Ketua DPD KNTI Bintan, Syukur Hariyanto alias Buyung Adly mengatakan, kejadian penahanan terhadap nelayan ini sudah terjadi berulang kali. Pasalnya, Perairan Pulau Awor di Kepulauan Riau memang menjadi daerah perbatasan yang berbatasan langsung dengan perairan Malaysia.
“Khusus kasus penahanan nelayan tradisional, kami minta bagaimana bisa dipermudah urusannya lewat koordinasi satu pintu agar cepat dan tepat dalam penanganannya,” kata Syukur Hariyanto, Rabu (14/07/2021).
Syukur menuturkan, sudah menjadi tugas negara untuk menjamin dan melindungi nelayan. Hal ini pun tertera dalam UU Nomor Tahun 2016 tentang Perlindungan Nelayan, Pembudidaya, dan Petambak Garam.
Dia berharap, regulasi ini bisa terimplementasi agar nelayan benar-benar terlindungi. Untuk membebaskan nelayan, Syukur bahkan sudah bersurat kepada Pengelola Wilayah Perbatasan Setda Kabupaten Bintan, sebagai permohonan bantuan perlindungan hukum atas enam orang tersebut.

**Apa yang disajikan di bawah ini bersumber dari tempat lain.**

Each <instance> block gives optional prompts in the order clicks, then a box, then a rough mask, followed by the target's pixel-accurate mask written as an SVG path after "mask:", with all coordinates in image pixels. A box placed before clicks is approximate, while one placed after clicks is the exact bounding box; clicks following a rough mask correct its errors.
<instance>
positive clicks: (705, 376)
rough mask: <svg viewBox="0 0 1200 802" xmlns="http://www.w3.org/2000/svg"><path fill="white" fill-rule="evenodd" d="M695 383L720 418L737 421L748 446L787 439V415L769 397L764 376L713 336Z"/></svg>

“Dengan ini kami meminta agar perkara nelayan tradisional yang berulang-ulang terjadi dapat diperhatikan dengan serius oleh pemerintah dari tingkat pusat sampai daerah, baik antisipasi, penanganan, dan realisasi pemulangan nelayan,” ungkap Syukur.
Syukur menceritakan, kronologi penangkapan bermula ketika nelayan tersebut melaut pada Kamis, 8 Juli 2021 pukul 02.00 WIB. Ketiga nelayan ini menggunakan kapal kecil berukuran 3 GT dan membawa alat tangkap berupa rawai dan pancing.

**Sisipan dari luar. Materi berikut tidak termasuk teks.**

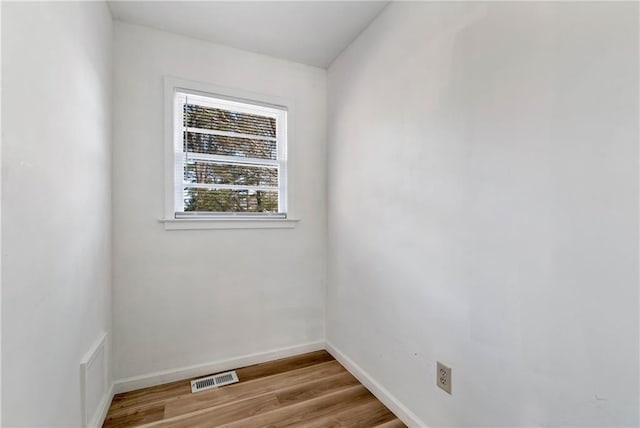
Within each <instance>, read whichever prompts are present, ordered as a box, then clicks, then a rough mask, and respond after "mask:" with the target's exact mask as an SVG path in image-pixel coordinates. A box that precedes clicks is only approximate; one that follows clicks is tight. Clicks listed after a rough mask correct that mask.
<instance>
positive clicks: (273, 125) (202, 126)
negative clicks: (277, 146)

Area nelayan memancing adalah pada titik kordinat 104 derajat dengan nomor GPS 35,36 di Perairan Pulau Awor, diperkirakan sekitar 52 mill dari bibir pantai Kampung Masiran ke arah barat mendekati kawasan Johor Baru.
Biasanya kata Syukur, nelayan itu melaut 2-3 hari. Namun tiba-tiba salah satu nelayan menghubungi pemilik perahu dengan pesan WhatsApp yang menyatakan mereka telah ditahan polisi Malaysia.